Scientists have sequenced the genome of facial herpes, a virus that has infected the majority of humans alive today, for the first time using ancient DNA preserved in people who lived many centuries ago, reports a new study.
The findings shed new light on the origin and spread of this extremely common virus, known as herpes simplex 1 (HSV-1), and potentially open a window into the rise of kissing as a sign of affection during the Bronze Age.
HSV-1 is orally transmitted and can lead to facial cold sores, in contrast to herpes simplex 2, or genital herpes, which is sexually transmitted. Its ubiquity in humans—about 67 percent of the global population under 50 has HSV-1—is just one of many successes for the herpes virus, which has evolved strains that have infected primates, fish, corals, and all manner of other lifeforms for many millions of years.
Scientists have now traced the genetic signatures of the virus back in time using the teeth of four individuals infected with facial herpes: An adult man who lived at least 1,500 years ago near Russia’s Ural mountains, a woman who lived at roughly the same time and who was buried near Cambridge, United Kingdom, a man who was also buried in a Cambridge cemetery about 1,000 years later, and a pipe-smoking man in Holland who was probably massacred in 1672 during a French attack on his town.
Prior to this study, the oldest HSV-1 genome that had been sequenced belonged to a man who lived in New York in 1925, so the new results provide a much broader picture of its movements across time. As a result, the researchers discovered that the dominant version of HSV-1 likely emerged about 5,000 years ago and may be “potentially linked to the introduction of new cultural practices such as the advent of sexual-romantic kissing,” according to a study published on Wednesday in Science Advances.
“At that time, something in either the herpes genome itself, or in human behavior and the transmission of it, changed, which allowed this to outcompete the previous strain,” said Christiana Scheib, a research fellow at St. John’s College, University of Cambridge, and the senior author of the study, in a call
“Normally, herpes is passed from parent to offspring, and that keeps it relatively stable,” added Scheib, who is also head of the Ancient DNA lab at Tartu University. “But when you start introducing a behavior, like romantic kissing, where you’re transferring to somebody outside of your immediate family group, it could be one explanation for why these strains outcompeted [others].”
Scheib emphasized that further investigations of ancient smooches as a vector for HSV-1 should get input from anthropologists, historians, and other interdisciplinary experts. Her team, composed of geneticists, point to some historical references that could help corroborate the connection, including a Bronze Age Vedic text from South Asia and a Roman-era ban kissing issued by Emperor Tiberius, but note that it is far from a universal custom.
“It's a very enticing explanation, but it may not be the case,” Scheib said of the kissing connection. “It could have also been due to something in that strain that made it more fit and more easily transmitted. It could have been just because of the sheer population dynamic changes in the early Bronze Age, with population movements into Europe. You can also get it from sharing drinking vessels and other forms of contact.”
Regardless of how the current HSV-1 strain flourished, it has now outpaced its rivals and infected billions of people across the world. The DNA extracted from the four individuals in this study supports a relatively modern origin for this dominant strain, dating back about 5,000 years, which was proposed in a 2020 study, in contrast to previous research that suggested it dates back tens of thousands of years to human migrations out of Africa. Facial herpes certainly did exist during those prehistoric times, but the new research found it was probably a different strain from the one that is common now.
To better understand the history of HSV-1, Scheib hopes that she, or some other lucky researcher, will be able to find traces of facial herpes in humans—or perhaps, Neanderthals–that lived tens of thousands of years ago. By comparing these ancient herpes genomes to modern strains, they might be able to chart out the course of the virus’s evolution across human history.
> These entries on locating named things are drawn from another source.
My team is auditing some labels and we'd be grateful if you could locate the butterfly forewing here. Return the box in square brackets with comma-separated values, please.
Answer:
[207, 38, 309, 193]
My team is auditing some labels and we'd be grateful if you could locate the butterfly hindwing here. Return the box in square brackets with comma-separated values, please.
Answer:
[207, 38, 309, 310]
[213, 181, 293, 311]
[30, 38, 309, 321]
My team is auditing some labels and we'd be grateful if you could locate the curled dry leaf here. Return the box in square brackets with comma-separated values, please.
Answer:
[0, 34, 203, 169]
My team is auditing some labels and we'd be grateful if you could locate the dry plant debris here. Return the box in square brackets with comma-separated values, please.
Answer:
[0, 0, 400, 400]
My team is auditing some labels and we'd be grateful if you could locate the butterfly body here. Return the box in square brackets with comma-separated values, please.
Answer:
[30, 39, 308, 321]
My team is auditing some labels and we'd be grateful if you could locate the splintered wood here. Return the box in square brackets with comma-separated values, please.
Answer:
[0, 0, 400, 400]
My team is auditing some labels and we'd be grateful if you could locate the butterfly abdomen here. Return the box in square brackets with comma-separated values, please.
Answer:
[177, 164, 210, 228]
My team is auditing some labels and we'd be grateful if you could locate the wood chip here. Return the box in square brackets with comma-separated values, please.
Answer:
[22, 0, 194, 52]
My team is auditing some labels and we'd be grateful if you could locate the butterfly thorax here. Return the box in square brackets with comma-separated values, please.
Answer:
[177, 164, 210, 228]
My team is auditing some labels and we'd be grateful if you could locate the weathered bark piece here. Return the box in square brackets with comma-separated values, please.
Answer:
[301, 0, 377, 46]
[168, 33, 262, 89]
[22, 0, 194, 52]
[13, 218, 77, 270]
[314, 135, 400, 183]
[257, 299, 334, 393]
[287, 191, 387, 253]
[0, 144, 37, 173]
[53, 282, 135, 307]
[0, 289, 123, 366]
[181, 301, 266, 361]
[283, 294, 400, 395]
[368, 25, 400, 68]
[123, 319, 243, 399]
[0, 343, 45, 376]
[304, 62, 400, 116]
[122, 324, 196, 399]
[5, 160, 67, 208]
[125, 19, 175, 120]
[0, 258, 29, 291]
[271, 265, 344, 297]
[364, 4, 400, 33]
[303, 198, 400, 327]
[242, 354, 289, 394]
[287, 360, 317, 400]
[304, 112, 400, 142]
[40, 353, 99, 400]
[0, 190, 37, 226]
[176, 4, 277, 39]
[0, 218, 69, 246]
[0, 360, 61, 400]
“I'd love to get something older,” Scheib said. “If we get Neandertal herpes, that would be really interesting” in part because “we know [humans and Neanderthals] interbred.”
“When people meet, they share pathogens so it'd be really interesting to see how that dynamic played out, around 45,000 or 50,000 years ago,” she concluded. “What were those earlier human strains like? Were they more similar? Were they different? Were they sharing them? If we're gonna pursue it, that would be the next interesting place to go.”